PARTING

By Rabindranath Tagore

In God’s creation there is no end to anything. All that is true is continuous. In God’s garden the flower blooms and fades, but when it fades it does not really come to its end. It blooms again and again. The seasons come and go, but they return. In their succession there is truth. So all true relations, all true happiness, are continuous. They are not merely temporary. In their succession they do not really cease.

In man’s works there is this taint of death. Most of our activities are unmeaning. Our energies are employed in supplying ourselves with things and pleasures. They have no eternity in the background. Therefore we try to give things an appearance of permanence by adding to them. Man in his anxiety to prolong his pleasure tries simply to make additions, and we are afraid to stop, because we fear that it must some day come to an end.

But truth is not afraid to be small, to come to an end,—just as a poem, when it is finished, is not really dead. Not because a poem is composed of endless lines. If that were so we should know that the poem was not true. The true poem knows when to come to an end. It has attached itself to some permanent ideal of man, which belongs to all men and is the inner principle of all creation. If a poem has reached this ideal of perfection, then it knows that, by stopping, it does not die, but live.

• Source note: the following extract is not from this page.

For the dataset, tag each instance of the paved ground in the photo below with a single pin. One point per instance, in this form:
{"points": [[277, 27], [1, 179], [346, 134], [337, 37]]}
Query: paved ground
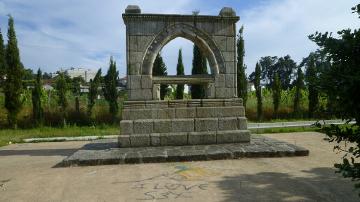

So the true meeting can afford to stop, because it never comes to an end, but has its continuity in truth. Where we are true, we are immortal. When we are on the side of truth, we are on the side of immortality. But man scatters his life by giving it up for objects which are meaningless in themselves. We make these our ends and then it becomes a life of death.

In our everyday world we meet many men; but they pass like shadows over our life. But where we meet in truth, there all is different. Here, in this corner of the country, we have come together. You long for truth, as I do. We are all children crying in the dark for our eternal Mother, but we do not know that she is in the same bed with us all the time. We do not know this, and we think that we are separated. But when the lamp is lit we know that the Mother has been here all the while. Then we find that we are children of the same Mother, that amid differences of race, and climate, we are children of the same Mother, and the cry of India, “Lead us from the unreal to the real, from darkness to light, from death to immortality,” rises from our lips. When we listen to that prayer we know that these differences are the unreal, and that the Real is that we are one. Under these trees we have called Him in united voices our Father, and we have come to know that this is our true relationship; it can never be lost, but will continue deep in our souls.

Our personal relationship with this world was begun in love—Mother brought us into the world, Father’s love cherished and nourished us there. Gradually through the keynote of this love we could see that only this relationship was final. The objects of our passionate desires were either destructive or shadowy things. Life becomes unreal when filled up with them. But when we meet with each other in God, then our life is continuous in truth. It has not this element of falsehood in it. That is what we must remember. Here we have got the meaning of the words, “Lead us from the unreal to the Real.”

When we take food, that food is assimilated into our body, and it goes on with its work of creation. But if we eat dust or gravel, it is not creative, but destructive. So the true relationship with man is creative. Under these trees, this very meeting will be creative in our lives and become truer every day. It is true that, like God’s daylight, all its energies may be shrouded under night’s darkness for a time, but it lives again. So with all true relations. These will remain to the end of our lives and will not be lost. These will grow into some great life, which will have its fulfilment of purpose in the days to come. And I offer my prayer to God that He may lead us from all that is trivial, unmeaning, disconnected, and unrelated to the truth of love.

Lead us unto the Real, the Truth which is Eternal, from darkness which blinds us to the infinite truth, that Thou art our Father in truth. Deliver us from that darkness of desire; that smallness of heart. Bring us unto the light.

From death, lead us to the Deathless. From all that is perishable, lead us to truth that is eternal.